The chrome-and-steel jukebox at Standard Restaurant was as decadent as its peach melba, and Kake da Hotel was the original home of Delhi’s feathered mascot, the tandoori chicken.
It was a Delhi of rides aboard DTC’s route 220 to get to St Stephen’s for an early morning ‘tute’, of being the ‘second batch of girls’ and deliciously outnumbered by boys, gorgeous boys.
It was a Delhi of great dance floors—the Cellar at Regal, Tabela at the then Oberoi Intercontinental or Wheels at the Ambassador. And it was a Delhi of canny enterprise: Jean Junction ensured we didn’t have to wrangle for denim, Dateline Delhi, the city’s first thinking-man tabloid, gave us summer jobs and stories.

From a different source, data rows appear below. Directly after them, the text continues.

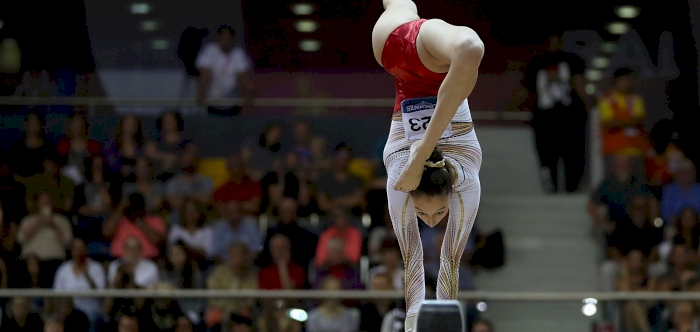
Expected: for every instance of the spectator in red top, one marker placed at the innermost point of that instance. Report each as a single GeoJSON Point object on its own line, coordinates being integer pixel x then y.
{"type": "Point", "coordinates": [132, 220]}
{"type": "Point", "coordinates": [342, 229]}
{"type": "Point", "coordinates": [337, 265]}
{"type": "Point", "coordinates": [240, 187]}
{"type": "Point", "coordinates": [282, 273]}
{"type": "Point", "coordinates": [77, 148]}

In the brief misty monsoon, the pavements steamed over with the ripe smell of neem fruit crushed by our platform heels. A few weeks later they’d be replaced by jamun, whose colour purple dyed the earth.
Delhi is where the dreaded chocolate barfi was born, this is where Band on The Run played repeatedly in the Chanakya lobby while you waited for Abba The Movie to begin. This is where Salma Sultan dimpled her way through the country’s first black and white telecast, this is where Coca Cola died and prohibition saw us sip beer out of Chinese teacups.
But as some French dude put it: the more things change, the more they remain the same.
Portly sarkari employees in bright hand-knit sweaters and woolly caps ending in a baby frill around their napes, still crack peanuts and soak up the winter sun at traffic roundabouts on taxpayers’ time. The musty smell of winter sleep still pervades taxis, odes to Sunny, Bunny and Happy still adorn three-wheelers and the Meena community still benefits from job reservations in Delhi Police.
George has long vanished from under his canopy at India Gate, Wellesley and several others morphed into Mughal emperors and Rattendon underwent a sex change.
But it’s still my Delhi—at least, till some zealous do-gooder changes its name. Kukkadprastha, anyone?